Albert Einstein once said, “No problem can be solved from the same consciousness that created it.  We must learn to see the world anew.” The MFish approach to resolving the shared fisheries issues it has created proves the truth of those words.

The big question is can we trust MFish to implement the Fisheries Act properly, or will it continue with the unlawful shared fisheries allocation policy   it has   constructed and change the Act to match the flawed policy?

Your current rights dictate that you can:

  • Demand the current Fisheries Act be correctly and lawfully observed as per the kahawai judgment

  • Demand that nothing in the Fisheries Act related to recreational fishing be altered before all recreational allowances are lawfully reset  

  • Demand that the Shared Fisheries policy be put on hold until better information on recreational catch is available.

 

Make sure that your views are taken into account. Visit www.option4.co.nz to read the comprehensive response to the Shared Fisheries proposals in "The People's Submission" and send your message directly to the Ministry of Fisheries.

While many recreational fishers see the outcome as an outright win, most recreational leaders involved in the case are concerned that MFish will use the current   Shared Fisheries review of recreational fishing rights to remove or undermine the strong fishing rights contained in the current Fisheries Act. The court has determined that all New Zealanders currently enjoy these rights.

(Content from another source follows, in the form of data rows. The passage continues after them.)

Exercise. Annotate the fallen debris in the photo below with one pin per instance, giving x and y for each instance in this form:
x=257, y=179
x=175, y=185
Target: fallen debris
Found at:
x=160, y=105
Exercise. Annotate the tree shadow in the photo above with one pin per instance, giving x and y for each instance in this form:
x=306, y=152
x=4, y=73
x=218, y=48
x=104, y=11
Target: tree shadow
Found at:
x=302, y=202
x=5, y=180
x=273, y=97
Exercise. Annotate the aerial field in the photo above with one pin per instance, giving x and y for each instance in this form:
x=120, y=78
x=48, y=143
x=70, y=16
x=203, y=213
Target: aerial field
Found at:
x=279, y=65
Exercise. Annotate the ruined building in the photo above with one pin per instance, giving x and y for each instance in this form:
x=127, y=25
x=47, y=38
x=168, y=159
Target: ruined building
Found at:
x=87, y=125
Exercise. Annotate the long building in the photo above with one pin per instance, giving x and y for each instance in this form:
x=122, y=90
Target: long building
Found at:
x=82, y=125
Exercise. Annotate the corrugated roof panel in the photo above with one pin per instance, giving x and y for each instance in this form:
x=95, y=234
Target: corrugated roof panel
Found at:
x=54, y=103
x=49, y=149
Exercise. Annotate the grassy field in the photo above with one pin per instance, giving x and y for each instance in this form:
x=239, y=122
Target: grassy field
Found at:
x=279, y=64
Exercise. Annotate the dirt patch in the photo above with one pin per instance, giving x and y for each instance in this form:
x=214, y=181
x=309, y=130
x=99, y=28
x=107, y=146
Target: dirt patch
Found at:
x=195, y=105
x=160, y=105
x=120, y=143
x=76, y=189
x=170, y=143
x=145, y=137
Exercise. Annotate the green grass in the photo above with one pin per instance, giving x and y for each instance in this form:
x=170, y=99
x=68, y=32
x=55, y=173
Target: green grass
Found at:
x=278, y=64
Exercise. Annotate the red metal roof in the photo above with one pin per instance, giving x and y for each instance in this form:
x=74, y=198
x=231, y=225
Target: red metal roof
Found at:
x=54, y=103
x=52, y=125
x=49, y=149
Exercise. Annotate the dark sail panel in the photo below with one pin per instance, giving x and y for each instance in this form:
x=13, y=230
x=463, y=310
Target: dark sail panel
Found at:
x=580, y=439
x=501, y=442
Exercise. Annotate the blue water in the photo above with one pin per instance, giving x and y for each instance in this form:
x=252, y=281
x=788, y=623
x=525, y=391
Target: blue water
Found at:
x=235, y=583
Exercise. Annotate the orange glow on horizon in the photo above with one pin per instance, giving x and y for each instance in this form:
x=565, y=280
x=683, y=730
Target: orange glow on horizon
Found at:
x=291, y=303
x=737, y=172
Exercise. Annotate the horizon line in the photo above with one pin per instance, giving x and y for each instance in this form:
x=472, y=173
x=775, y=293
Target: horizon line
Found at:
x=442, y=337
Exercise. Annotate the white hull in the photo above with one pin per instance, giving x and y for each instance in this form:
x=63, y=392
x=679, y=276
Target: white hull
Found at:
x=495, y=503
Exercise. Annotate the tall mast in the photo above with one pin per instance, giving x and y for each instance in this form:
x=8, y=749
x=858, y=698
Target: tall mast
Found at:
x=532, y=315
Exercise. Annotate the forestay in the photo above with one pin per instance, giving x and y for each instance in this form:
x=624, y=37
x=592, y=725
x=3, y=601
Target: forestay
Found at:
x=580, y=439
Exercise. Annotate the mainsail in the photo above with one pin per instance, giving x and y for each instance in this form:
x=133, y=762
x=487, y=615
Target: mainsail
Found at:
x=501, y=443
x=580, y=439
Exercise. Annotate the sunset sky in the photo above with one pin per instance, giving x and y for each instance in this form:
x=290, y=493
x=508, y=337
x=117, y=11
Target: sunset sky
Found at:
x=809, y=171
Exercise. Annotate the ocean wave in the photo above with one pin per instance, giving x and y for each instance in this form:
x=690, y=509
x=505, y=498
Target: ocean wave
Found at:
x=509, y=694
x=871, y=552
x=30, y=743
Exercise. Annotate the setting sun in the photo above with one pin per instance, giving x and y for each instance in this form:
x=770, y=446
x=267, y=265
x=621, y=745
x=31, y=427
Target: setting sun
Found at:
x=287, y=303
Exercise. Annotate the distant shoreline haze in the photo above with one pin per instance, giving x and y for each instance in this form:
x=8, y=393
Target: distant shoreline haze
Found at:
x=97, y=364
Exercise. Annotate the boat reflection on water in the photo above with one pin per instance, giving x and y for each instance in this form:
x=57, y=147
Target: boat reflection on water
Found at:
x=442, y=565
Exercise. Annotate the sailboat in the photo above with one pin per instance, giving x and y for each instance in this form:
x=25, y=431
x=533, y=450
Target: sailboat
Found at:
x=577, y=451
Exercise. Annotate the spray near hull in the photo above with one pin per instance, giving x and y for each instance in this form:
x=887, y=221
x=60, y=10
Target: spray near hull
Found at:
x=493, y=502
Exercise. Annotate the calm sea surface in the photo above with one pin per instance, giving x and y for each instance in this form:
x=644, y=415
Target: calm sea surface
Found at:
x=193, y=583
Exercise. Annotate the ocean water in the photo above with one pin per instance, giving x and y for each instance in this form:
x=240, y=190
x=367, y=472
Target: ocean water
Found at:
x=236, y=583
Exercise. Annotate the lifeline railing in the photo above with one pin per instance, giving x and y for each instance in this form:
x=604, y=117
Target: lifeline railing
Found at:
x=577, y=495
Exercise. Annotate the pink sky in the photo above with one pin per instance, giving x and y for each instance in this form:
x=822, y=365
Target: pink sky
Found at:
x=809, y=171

Despite the clarity of the judgment, MFish policy seemed dismissive when addressing the annual TOKM fisheries conference in Napier where it was stated that the ruling was “not helpful” in sorting out the respective allocations between commercial and recreational fishers. A recent article in the Independent stated that one of MFish' objectives in Shared Fisheries is to reduce the recreational catch. Readers may also remember the scampi case, where MFish pleaded in court that it was not their job to be fair. The judge disagreed, but MFish don't seem to have learnt much from that exercise.

The Bribe

The sweetener offered to recreational fishers in the Shared Fisheries reforms is a package worth $3-million to establish an Amateur Fishing Trust. But anyone wanting to play a part should be aware that they must comply   with Government's objectives in order to be appointed.   Only lapdogs need apply.

NB Amateur fishers could lose in the order of $100 million dollars worth of catching rights if the Shared Fisheries proposals are implemented. What a swap!   We give up $100 million for a ‘Trust' worth nothing staffed by poodles? I don't think so.